A Cybersecurity Plan to Reduce the Growing Risk of Cyberattacks

Learn the importance of focusing on the expanding and evolving trends in cyberattacks and how more attention to cybersecurity efforts can reduce loss risk.  

Unwanted intrusions and cybercrimes shake confidence in your business. Public consulting firm Accenture reported in its 2019 Ninth Annual Cost of Cybercrime Study, co-authored with Michigan-based Ponemon Institute, the value of cybercrime on a per organizational basis increased more than eight times (829 percent) from $1.4 million (USD) to $13 million (USD). Additionally:

  • The global risk (loss) value to companies over the next five years (2019–2023) who do not address their cybersecurity vulnerabilities is $5.2 trillion (USD).
  • Security breaches increased 11.5 percent between 2018 and 2019 from an average of 130 to 145 per organization.
  • Cyberattacks are evolving and the target of these attacks expanding. While information or data remains the number one target of cyberthieves, their attacks are expanding to include industrial controls and people (by way of phishing scams and ransomware).

These trends in cybercrimes are, at the very least, alarming. It should serve as a wakeup call to businesses such as yours to beef up cybersecurity efforts to protect the integrity of your data, systems, and keep users from becoming susceptible (victims) of cyber scams. This requires more than vigilance; it is time to commit to learning the techniques business like yours employ to mitigate the risk of cybercrimes.

Protecting Data is Not Just A Priority – It is Becoming Law

The growing number of attacks and their impact on businesses has resulted in unified privacy legislation among European Union (EU) member states and sectoral laws passed in the U.S. The EU’s approach, the Data Protection Directive, first passed in 1995, has been superseded by the European General Data Protection Regulation (GDPR) passed in 2014 and became effective as law in 2016. The GDPR provides enhanced protection directives for the transfer of data in and outside the EU and non-EU members within the European Economic Area (EEA).

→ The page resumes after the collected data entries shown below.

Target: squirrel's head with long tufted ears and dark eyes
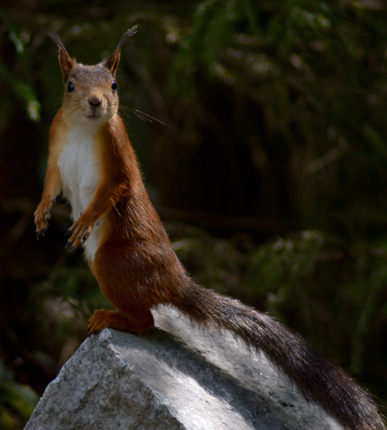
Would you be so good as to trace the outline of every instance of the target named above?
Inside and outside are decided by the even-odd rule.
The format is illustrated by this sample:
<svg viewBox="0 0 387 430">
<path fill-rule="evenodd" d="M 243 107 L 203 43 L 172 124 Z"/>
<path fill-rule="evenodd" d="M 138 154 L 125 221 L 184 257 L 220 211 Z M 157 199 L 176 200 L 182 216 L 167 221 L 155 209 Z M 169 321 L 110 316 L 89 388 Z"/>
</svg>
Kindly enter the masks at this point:
<svg viewBox="0 0 387 430">
<path fill-rule="evenodd" d="M 103 124 L 117 113 L 115 76 L 121 47 L 136 31 L 137 26 L 134 26 L 125 32 L 110 57 L 95 66 L 78 63 L 70 57 L 59 36 L 51 30 L 47 32 L 59 51 L 59 65 L 65 84 L 62 108 L 69 108 L 67 121 Z"/>
</svg>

The U.S. approach (sectoral), involves the passage of sector-specific privacy regulations. The most common laws are the Health Insurance Portability and Accountability Act (HIPAA), Safe Harbor Act, and United States Privacy Act. Additional laws that ensure privacy protections for individuals, particularly against the evolving trends in technology include the Cable Television Protection and Competition Act, the Fair Credit Reporting Act, and the Video Privacy Protection Act. These laws are not limited to the federal level as the California Consumer Protection Act (CCPA) was enacted into law in 2018.

A Commitment to Cybersecurity to Derive Value and Reduce Attacks

Halting the rising value of cybercrime requires a top-down commitment on your part to analyze, design, and implement proactive measures. The Accenture–Polemon Institute annual study suggests three things which should be done to unlock the true value of cybersecurity efforts:

  1. The rise in people attacks requires a reexamination of it as a priority in your cybersecurity mitigation efforts. People attacks are growing. The number of malware launches, phishing attempts, and other individualized efforts to gain illegal access to your data and systems requires more user education and testing of vulnerable access points to reverse this trend.
  2. Understand how privacy regulations should be integrated in your plans to limit the loss of data and the resulting disruption to your business cyberattacks create. As was mentioned above regarding requirements of business working within the EU and EEA as well as sectoral requirements in the U.S., privacy regulations must be understood and, here applicable to your business, folded into your cybersecurity approach.
  3. Invest and look closely at the technologies that can help you reduce the rising cost of cyberattacks. Reduce the vulnerabilities of people directed attacks by implementing security-based intelligence and advanced analytics, as well as more system automation.

Addressing network security must become as important a part of your IT strategic planning as cloud deployment and increasing social media interactions. The attention you pay to the growing trends in cybercrimes and the potential risk in terms of money, time, and reputation will pay huge dividends down the road.